The next circle is the Islamists. These are Muslims who use the political and cultural system to achieve their aim of imposing sharia on the entire world. They include groups such as Hamas and the Muslim Brotherhood.
The outer circle, the largest of the three, is the fundamentalists. These Muslims share many or most of the beliefs outlined above, but have not turned to violence. This group represents hundreds of millions of people worldwide.
Muslims who use violence to achieve their aims are a small minority of the world Muslim community. But, as argued by Muslim reformer Bridgette Gabriel, even a small number of violent individuals can wreak havoc on a society. So for example, in the Second World War, only a minority of Germans was violent and most were not Nazis. But German public support for the fascists led to a world war that left 60 million dead. In the September 11, 2001 attacks in the US we saw that just 19 individuals, dedicated to the ideas of radical Islam, caused the deaths of almost 3,000 Americans, as well as devastating long-term effects on the US economy and the world.
Why is it important to acknowledge these facts?
First and foremost, an accurate appraisal of the threat of radical Islam to our Western way of life is a necessary first step in neutralizing this threat.
Recognition of these facts will also help us to support a Reformation that Ayaan Hirsi Ali argues is already underway in Islam.5 We need to support the emerging voices within Islam that call for reformation, that is, for changing Islam to support values of individual freedom, tolerance and democracy. At the same time, we must oppose the inevitable chorus of outcry from radical Islamists who demean, distort, condemn and threaten the reformers.
The battle will be long.

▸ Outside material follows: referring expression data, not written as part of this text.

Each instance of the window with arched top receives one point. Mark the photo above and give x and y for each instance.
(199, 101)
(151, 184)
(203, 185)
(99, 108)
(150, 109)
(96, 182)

But the battle lines are already drawn.
- Boyer, Dave. Obama Says Terrorists Not Motivated by True Islam. The Washington Times, February 1, 2015. Retrieved from: http://www.washingtontimes.com/news/2015/feb/1/obama-says-terrorists-not-motivated-true-islam/
- Ali, Ayaan Hirsi.(2015). Heretic: Why Islam Needs a Reformation Now. Harper: New York, p. 12.
- The World’s Muslims: Religion, Politics and Society (Polling and Analysis). Pew Research Center: Religion and Public Life, April 30, 2013.
Retrieved 02/23/2017 from http://www.pewforum.org/2013/04/30/the-worlds-muslims-religion-politics-society-overview/
- By The Numbers – The Untold Story of Muslim Opinions & Demographics (Video). Clarion Project: Challenging Extremism, Promoting Dialog, The Clarion Project, December 10, 2015. Retrieved 02/23/2017 from: https://www.youtube.com/watch?v=pSPvnFDDQHk
- Ali, Ayaan Hirsi (2015), Heretic: Why Islam Needs a Reformation Now, p. 224.